The story of alcoholism in Eastern Europe is not new. It is a public health concern, no doubt on some agenda in some vague public health organization somewhere. Almost all of my patients consume alcohol everyday. The senior doctors often instructed us to ask about alcohol consumption and not to express surprise at the quantity admitted to by patients, or put much stock into it. The actual quantity was almost always much higher. Bracing myself for the deep winters, and recollecting the winters I had spent in Pleven, I had come to recognize and accept it much like one accepts the weather. Of course, that kind of resignation is not encouraged in the broader medical community, and calls for "more must be done" echo from the rooftops. They remain words, complicated airflow, without any corpus or direction.
The patient asked me how long I had lived in Bulgaria. As of that morning, I had spent just under three years in Bulgaria. I had not visited home, always delaying my visits due to exams, or some other abstract medical mission. Little did I know that I would spend almost eight years in Bulgaria, and I am glad I didn't know this at that time. I had kept up my spirits by the promise of seeing my own country again, holding on to it like a feverish dream. I was young then and that was my only saving grace. Years later, I have long since given up on the idea of home, of returns, of country and nationhood. Those words are distractions, complicated airflow borne out of the deeper follies of human culture.
"They say that I shouldn't have much hope", said the patient.
I couldn't respond. As a medical student, I was not authorized to make comments about diagnoses, or what I thought of them. The patient looked at the window outside and hoped he could see spring.
That hope was an unfulfilled dream. He died later that week, from complications of end stage liver failure.
As news of the world comes to us, what salve do we have but to think of the world, and to introspect on our own perception of it. As we see upon our screens the same crimes of destruction and cruelty meted out to the defenceless, what must we do but think and think deeply? As the world transforms itself, guided by technology, it makes the same mistakes with more brutal accuracy. While bombs reduce hospitals to rubble across the theatres of war stretching from time zone to time zone, a phenomenon no longer bound by geography, what else must doctors do, but think and introspect and then act?

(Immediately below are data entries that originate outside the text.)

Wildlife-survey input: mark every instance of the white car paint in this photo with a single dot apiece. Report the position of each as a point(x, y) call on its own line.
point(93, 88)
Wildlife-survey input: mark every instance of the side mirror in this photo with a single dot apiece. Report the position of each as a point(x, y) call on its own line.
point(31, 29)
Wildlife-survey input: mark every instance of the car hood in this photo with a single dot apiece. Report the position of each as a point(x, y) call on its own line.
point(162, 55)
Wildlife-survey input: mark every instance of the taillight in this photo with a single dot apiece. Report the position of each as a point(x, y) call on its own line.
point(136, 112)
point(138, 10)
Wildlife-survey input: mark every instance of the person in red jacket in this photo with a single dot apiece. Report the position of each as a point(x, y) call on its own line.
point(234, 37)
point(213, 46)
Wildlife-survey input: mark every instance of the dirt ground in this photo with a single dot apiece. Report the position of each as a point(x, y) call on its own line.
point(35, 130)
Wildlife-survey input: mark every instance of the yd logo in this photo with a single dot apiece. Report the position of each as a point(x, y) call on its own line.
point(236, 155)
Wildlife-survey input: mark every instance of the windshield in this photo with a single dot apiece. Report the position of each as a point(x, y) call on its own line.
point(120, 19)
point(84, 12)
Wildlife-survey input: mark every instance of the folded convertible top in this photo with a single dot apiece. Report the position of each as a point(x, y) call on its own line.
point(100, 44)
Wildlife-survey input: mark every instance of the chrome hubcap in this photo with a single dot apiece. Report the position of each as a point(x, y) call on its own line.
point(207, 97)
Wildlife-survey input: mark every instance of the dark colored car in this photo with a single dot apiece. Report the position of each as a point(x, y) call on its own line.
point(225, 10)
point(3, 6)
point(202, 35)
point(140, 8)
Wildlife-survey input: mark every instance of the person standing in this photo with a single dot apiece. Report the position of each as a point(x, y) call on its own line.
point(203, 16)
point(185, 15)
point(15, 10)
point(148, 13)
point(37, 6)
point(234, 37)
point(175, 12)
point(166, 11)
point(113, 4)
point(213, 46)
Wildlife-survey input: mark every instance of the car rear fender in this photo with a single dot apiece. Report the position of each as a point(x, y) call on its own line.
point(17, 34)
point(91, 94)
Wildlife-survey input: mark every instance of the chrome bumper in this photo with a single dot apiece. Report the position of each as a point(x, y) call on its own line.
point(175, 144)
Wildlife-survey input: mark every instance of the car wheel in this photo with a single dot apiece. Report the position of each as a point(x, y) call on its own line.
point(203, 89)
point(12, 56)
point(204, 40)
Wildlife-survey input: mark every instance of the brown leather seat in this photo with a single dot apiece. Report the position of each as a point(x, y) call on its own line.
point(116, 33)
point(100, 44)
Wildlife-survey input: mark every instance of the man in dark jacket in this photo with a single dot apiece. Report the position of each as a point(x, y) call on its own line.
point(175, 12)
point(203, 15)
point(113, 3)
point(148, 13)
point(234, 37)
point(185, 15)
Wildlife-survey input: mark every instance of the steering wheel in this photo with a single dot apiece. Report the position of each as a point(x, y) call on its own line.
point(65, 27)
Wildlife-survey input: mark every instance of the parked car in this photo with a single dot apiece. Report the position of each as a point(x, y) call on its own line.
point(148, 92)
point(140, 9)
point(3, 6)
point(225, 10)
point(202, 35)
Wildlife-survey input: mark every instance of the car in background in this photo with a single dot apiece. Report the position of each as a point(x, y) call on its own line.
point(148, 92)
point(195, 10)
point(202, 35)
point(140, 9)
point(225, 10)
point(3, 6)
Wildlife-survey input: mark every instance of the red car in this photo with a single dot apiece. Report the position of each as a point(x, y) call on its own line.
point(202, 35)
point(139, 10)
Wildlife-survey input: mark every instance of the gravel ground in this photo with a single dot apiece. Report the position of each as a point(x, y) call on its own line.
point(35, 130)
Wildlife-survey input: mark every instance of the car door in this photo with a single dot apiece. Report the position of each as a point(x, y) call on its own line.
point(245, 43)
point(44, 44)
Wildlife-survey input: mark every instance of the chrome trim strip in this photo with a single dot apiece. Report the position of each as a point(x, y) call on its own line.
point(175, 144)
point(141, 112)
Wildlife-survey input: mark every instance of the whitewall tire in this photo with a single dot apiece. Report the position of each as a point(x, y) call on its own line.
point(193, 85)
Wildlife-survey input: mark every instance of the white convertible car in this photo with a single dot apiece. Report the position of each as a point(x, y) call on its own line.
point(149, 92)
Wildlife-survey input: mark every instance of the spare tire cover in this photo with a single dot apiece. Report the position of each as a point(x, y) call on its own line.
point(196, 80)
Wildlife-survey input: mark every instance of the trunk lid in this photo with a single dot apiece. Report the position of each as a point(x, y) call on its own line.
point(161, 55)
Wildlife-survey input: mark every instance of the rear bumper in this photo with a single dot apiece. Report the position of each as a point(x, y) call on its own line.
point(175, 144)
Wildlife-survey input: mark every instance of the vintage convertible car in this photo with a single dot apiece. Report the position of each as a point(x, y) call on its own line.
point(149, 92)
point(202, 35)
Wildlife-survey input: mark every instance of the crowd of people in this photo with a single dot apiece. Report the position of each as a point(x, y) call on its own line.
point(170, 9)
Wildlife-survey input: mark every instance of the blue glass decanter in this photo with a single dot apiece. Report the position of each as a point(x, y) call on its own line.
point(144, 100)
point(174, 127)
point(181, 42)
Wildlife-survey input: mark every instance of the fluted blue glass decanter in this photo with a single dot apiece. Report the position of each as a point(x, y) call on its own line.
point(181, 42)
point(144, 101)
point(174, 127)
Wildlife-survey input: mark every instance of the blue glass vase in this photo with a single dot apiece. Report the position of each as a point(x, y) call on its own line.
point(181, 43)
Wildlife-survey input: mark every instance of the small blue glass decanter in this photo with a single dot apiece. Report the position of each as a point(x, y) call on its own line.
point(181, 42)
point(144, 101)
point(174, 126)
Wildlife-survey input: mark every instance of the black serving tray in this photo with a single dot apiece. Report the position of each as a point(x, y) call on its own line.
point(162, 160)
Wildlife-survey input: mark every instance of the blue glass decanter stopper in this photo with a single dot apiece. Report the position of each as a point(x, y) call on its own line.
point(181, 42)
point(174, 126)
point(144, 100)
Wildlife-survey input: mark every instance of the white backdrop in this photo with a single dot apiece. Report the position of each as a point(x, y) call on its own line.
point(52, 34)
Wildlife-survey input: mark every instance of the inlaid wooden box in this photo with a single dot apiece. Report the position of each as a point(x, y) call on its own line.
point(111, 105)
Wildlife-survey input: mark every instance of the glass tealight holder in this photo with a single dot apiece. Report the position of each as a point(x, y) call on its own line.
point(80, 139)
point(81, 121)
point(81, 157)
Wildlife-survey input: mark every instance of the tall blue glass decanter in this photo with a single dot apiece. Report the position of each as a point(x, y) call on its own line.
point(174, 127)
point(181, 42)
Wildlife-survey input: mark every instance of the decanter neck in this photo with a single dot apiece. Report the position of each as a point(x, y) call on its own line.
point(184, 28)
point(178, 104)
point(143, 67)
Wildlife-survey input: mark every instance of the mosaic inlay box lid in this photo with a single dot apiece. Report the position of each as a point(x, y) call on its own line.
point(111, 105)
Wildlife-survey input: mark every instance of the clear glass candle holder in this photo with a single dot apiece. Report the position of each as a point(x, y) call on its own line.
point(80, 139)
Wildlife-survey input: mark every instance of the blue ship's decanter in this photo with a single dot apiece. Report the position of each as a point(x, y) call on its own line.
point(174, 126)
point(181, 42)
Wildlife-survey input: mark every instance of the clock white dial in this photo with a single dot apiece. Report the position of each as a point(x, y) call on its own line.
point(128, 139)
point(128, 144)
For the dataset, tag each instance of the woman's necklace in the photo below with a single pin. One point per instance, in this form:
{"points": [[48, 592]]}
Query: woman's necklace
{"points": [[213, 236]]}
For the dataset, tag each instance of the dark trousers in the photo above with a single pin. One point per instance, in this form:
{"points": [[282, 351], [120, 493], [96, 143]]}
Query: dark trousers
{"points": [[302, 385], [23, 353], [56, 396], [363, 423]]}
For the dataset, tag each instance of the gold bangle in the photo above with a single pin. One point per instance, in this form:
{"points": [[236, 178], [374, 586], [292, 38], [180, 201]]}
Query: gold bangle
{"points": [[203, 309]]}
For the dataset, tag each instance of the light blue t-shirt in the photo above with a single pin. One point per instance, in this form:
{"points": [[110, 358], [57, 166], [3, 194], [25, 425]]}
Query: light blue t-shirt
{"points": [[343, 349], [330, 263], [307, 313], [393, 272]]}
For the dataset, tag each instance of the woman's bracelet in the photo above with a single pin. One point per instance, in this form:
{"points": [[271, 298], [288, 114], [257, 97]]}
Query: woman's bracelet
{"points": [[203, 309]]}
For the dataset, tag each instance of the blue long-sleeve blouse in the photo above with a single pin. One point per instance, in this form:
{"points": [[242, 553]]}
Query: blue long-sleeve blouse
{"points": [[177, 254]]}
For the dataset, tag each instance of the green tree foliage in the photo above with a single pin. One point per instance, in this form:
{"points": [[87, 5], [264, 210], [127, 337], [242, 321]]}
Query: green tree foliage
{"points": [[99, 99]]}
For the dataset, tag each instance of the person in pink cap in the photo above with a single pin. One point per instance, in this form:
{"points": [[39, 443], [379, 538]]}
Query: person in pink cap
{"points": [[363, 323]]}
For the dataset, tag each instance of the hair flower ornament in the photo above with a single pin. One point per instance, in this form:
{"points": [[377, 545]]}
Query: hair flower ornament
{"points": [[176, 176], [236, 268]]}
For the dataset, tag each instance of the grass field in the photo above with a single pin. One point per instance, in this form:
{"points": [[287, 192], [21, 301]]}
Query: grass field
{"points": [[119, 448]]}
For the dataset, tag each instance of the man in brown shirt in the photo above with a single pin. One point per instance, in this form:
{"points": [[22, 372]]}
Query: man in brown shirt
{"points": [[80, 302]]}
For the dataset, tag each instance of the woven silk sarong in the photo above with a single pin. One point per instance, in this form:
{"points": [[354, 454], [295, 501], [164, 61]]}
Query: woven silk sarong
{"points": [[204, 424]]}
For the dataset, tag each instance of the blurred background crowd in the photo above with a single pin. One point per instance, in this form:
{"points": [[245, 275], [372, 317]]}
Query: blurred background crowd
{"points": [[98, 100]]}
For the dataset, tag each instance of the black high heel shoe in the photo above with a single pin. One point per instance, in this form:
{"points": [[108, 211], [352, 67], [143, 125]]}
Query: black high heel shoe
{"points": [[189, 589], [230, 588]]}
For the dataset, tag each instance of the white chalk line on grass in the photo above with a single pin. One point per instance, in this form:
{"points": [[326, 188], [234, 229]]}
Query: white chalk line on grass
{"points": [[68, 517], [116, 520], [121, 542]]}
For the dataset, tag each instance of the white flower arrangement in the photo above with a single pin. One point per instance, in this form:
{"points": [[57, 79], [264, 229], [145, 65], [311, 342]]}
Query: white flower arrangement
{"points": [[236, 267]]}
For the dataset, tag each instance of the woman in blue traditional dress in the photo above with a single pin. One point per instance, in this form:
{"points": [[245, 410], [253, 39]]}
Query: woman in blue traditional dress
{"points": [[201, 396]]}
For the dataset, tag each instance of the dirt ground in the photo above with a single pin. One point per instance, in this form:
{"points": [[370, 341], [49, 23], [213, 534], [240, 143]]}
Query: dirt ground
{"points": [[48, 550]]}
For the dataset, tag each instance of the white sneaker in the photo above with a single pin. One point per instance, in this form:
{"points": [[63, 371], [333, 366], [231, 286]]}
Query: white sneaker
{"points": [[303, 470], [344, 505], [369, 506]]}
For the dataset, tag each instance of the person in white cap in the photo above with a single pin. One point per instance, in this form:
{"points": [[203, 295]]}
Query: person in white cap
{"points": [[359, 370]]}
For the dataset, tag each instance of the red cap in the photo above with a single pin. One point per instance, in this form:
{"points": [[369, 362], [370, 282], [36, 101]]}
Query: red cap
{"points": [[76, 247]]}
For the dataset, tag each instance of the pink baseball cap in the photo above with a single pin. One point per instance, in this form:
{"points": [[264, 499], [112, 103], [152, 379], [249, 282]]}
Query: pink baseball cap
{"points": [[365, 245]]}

I think of the broad incantations of medicine, the long traditions of Hippocratic oaths and medical ethics. The processes of death, of birth, the physiology of suffering. The field of medicine is fertile with the experiences that drive us to the decisions we make. I often think of the patient's hope for spring, unfulfilled, in the mist of autumn. There are countless other hopes, extinguished through no fault of their own, and as doctors we are asked to bear witness and to serve. The complicated airflow of words that make for easy digestion on our screens need no further praise or attention. If we must think of the nature of suffering and tragedy, we have to look no further than our colleagues and our patients from whom we inadvertently learn about the human condition, its strange fragility and its constant biological desire of hoping for a future.